Must say I'm not an expert on rat nutrition, I started with the "shunamite" style diet, but found the high levels of cereal, pasta and dog food made my rats overweight. So I cut them out. I've heard some people believe the low quality chicken in pet foods can increase the rates of cancer, so I stopped feeding Burgess Suparat (or any dog food containing chicken). Then I realised they weren't eating all the Alpha Herbal, and the biscuits in it looked a bit brightly coloured. So I thought - I'll swap that for a different healthier rabbit food or try the straights. It's not something I've come up with on my own, just a series of changes I've made to the diet most people use for their rats, if you get me :blush:

I juggle it about a lot too. For kittens I give them more fresh protein up until about 10 weeks. Same for nursing mums. Or sometimes I'll add extra dog food to their bowls (I use Skinners duck and rice, by the way). If their coats are a bit dull and I have a show coming up, I'll put some more seed mix in. If they're getting too porky, I cut back on the noodles and dog food (or just pick the bits out of their bowls if it's only certain cages LOL).

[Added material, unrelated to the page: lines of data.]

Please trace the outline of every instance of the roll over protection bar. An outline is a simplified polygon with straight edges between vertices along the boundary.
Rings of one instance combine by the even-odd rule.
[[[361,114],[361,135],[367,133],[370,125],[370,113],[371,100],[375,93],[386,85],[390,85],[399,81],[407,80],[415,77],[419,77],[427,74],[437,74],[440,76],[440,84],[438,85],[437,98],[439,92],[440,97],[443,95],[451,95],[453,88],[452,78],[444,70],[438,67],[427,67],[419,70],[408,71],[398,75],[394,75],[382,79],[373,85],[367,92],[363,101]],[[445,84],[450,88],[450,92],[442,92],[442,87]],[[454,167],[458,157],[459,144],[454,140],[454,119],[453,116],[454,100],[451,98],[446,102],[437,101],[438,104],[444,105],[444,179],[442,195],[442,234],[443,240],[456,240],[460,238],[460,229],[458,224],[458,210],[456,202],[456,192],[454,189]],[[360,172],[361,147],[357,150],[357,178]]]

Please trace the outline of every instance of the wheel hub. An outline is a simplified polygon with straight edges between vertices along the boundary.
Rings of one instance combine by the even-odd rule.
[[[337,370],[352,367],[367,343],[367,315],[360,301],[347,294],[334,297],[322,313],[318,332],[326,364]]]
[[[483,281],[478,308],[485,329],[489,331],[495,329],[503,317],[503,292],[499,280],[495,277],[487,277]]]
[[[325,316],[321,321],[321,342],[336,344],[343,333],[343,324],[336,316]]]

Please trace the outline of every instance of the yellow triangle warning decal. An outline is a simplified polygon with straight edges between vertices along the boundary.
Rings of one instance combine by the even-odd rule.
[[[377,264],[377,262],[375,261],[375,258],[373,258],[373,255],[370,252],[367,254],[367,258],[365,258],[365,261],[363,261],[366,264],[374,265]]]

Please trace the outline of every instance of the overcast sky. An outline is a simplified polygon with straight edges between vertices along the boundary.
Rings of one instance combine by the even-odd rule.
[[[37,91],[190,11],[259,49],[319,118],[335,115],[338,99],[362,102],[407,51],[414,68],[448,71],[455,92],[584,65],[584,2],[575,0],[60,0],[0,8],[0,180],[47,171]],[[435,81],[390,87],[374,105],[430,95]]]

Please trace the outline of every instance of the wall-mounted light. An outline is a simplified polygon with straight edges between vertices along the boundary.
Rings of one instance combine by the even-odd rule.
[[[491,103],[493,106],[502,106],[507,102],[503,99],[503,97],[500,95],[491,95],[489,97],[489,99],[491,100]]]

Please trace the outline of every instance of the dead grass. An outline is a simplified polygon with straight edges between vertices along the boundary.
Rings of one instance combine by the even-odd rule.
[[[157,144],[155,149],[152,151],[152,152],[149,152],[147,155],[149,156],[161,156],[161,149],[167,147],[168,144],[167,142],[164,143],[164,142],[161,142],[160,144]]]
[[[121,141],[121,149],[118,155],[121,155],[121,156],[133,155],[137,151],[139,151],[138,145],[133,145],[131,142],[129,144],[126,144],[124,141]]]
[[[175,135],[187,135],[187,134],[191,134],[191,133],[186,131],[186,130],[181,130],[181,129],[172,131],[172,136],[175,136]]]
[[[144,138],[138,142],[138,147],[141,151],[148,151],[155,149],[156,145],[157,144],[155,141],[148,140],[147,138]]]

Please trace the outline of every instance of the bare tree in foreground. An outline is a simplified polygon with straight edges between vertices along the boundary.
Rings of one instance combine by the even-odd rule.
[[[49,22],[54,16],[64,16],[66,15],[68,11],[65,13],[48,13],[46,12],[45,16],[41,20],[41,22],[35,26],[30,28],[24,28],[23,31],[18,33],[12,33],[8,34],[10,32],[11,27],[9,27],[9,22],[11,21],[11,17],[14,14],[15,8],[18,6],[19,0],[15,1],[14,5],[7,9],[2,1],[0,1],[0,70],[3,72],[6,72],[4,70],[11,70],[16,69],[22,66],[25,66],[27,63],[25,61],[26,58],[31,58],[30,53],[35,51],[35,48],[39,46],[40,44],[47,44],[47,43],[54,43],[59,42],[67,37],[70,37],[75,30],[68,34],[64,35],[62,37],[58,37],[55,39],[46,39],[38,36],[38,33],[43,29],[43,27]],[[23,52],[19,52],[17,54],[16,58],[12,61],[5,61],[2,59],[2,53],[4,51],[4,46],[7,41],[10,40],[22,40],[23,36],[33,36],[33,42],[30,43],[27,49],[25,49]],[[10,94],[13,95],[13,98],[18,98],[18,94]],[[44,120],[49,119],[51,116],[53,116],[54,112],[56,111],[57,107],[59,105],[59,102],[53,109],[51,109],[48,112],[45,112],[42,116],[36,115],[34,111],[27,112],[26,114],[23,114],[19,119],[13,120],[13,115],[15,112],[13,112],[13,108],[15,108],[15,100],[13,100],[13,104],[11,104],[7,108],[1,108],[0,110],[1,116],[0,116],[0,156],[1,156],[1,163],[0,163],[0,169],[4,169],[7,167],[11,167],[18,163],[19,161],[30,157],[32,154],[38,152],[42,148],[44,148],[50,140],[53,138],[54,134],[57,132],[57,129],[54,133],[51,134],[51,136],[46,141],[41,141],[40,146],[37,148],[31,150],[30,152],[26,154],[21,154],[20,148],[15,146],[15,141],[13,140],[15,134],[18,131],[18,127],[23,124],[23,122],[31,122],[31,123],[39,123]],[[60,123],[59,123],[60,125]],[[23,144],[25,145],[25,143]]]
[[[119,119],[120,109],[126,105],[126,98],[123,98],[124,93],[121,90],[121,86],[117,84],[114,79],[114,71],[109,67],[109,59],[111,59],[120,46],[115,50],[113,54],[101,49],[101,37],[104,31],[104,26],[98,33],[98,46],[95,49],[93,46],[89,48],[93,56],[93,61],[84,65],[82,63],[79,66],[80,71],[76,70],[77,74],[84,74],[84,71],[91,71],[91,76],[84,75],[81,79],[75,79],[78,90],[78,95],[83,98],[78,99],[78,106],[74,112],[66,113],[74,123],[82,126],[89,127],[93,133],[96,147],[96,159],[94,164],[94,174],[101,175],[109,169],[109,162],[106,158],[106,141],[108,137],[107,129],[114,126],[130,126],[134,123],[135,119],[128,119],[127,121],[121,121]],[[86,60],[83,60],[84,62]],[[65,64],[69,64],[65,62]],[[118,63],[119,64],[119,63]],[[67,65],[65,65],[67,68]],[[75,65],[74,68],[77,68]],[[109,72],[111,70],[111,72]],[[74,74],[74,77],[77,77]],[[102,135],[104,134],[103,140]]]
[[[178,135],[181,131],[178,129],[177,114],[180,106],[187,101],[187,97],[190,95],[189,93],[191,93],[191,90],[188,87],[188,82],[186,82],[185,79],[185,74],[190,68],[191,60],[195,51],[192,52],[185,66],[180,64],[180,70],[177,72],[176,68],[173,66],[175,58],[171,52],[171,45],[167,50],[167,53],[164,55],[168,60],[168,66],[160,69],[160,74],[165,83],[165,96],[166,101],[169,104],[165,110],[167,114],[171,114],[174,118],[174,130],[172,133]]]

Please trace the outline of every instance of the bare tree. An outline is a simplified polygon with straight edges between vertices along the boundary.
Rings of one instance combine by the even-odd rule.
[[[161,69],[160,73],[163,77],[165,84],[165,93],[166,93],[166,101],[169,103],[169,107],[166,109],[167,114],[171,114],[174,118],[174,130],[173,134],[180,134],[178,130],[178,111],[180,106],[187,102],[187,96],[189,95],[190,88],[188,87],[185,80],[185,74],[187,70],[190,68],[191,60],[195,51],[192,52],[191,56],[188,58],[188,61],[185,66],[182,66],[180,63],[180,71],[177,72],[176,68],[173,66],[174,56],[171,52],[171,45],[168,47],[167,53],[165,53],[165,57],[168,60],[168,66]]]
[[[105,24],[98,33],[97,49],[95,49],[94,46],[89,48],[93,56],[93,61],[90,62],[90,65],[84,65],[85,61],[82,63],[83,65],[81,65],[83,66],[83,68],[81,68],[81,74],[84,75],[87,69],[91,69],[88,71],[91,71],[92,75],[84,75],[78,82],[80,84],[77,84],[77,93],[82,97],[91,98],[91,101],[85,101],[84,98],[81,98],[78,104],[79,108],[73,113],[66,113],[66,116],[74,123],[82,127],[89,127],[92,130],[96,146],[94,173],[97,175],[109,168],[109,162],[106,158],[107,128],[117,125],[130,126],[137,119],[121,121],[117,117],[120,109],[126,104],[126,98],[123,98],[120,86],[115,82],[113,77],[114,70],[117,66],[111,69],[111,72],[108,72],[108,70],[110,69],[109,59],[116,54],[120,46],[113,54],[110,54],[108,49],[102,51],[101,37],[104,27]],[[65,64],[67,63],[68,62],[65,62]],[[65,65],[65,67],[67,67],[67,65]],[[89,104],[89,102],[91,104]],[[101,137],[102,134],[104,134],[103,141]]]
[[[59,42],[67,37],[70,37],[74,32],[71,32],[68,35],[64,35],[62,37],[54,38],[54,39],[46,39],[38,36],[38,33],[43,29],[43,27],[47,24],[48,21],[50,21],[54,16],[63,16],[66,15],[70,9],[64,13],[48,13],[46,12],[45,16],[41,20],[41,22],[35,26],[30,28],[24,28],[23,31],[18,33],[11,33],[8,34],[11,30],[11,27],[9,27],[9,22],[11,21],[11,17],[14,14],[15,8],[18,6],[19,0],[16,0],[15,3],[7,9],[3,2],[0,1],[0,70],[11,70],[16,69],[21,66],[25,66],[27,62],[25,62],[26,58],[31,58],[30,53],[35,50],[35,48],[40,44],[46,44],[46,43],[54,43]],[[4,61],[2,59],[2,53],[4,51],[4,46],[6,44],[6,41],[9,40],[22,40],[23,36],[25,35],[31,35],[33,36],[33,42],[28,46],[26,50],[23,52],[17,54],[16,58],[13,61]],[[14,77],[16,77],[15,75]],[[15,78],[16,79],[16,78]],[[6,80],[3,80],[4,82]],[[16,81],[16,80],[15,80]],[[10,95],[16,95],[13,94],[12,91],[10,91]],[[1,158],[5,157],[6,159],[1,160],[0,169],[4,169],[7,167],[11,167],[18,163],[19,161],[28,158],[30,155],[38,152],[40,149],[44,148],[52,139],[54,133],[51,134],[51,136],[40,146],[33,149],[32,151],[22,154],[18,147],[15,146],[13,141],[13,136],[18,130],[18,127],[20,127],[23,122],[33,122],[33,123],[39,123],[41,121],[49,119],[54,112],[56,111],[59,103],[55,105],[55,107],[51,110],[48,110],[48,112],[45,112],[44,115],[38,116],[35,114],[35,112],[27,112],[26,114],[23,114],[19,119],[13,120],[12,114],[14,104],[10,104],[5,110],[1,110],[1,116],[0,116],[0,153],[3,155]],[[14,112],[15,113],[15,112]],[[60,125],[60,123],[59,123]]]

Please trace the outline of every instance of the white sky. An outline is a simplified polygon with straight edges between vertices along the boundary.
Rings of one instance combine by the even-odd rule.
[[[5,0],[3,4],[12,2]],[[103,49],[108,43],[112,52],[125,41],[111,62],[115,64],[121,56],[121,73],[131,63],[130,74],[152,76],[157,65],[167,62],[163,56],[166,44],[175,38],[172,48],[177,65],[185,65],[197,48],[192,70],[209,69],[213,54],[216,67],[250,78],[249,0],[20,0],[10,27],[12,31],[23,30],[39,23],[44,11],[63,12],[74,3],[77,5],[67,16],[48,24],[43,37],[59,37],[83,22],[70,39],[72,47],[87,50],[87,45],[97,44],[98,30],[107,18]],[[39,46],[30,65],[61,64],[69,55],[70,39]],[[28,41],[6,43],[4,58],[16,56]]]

I dont think there's any hard and fast rules, I just stick to low sugar/salt and as little colouring as possible. And absolutely no chicken for my does - even if it's a myth, which it could be, I'd not like to risk it.


----------



## missyrain (Feb 14, 2009)

shunamite diet i use all there mix plus more cost loads though they are a bit fat now i no why! 
sorry for being a pain lisa is it does what get lumps more than boys then? or is it both i only have 1 girl with a lump the rest are young 
and shes only 16 months old


----------



## Esarosa (Jul 13, 2007)

I must admit the last two batches of alpha herbal I've bought have been very brightly coloured. With the first batch I thought it was a one off. But I've noticed it in the second batch and also the shapes have changed. So was looking to get them off that asap as I don't like artificial colours in their food. I tend to avoid food that contains them so I try to do the same for the animals.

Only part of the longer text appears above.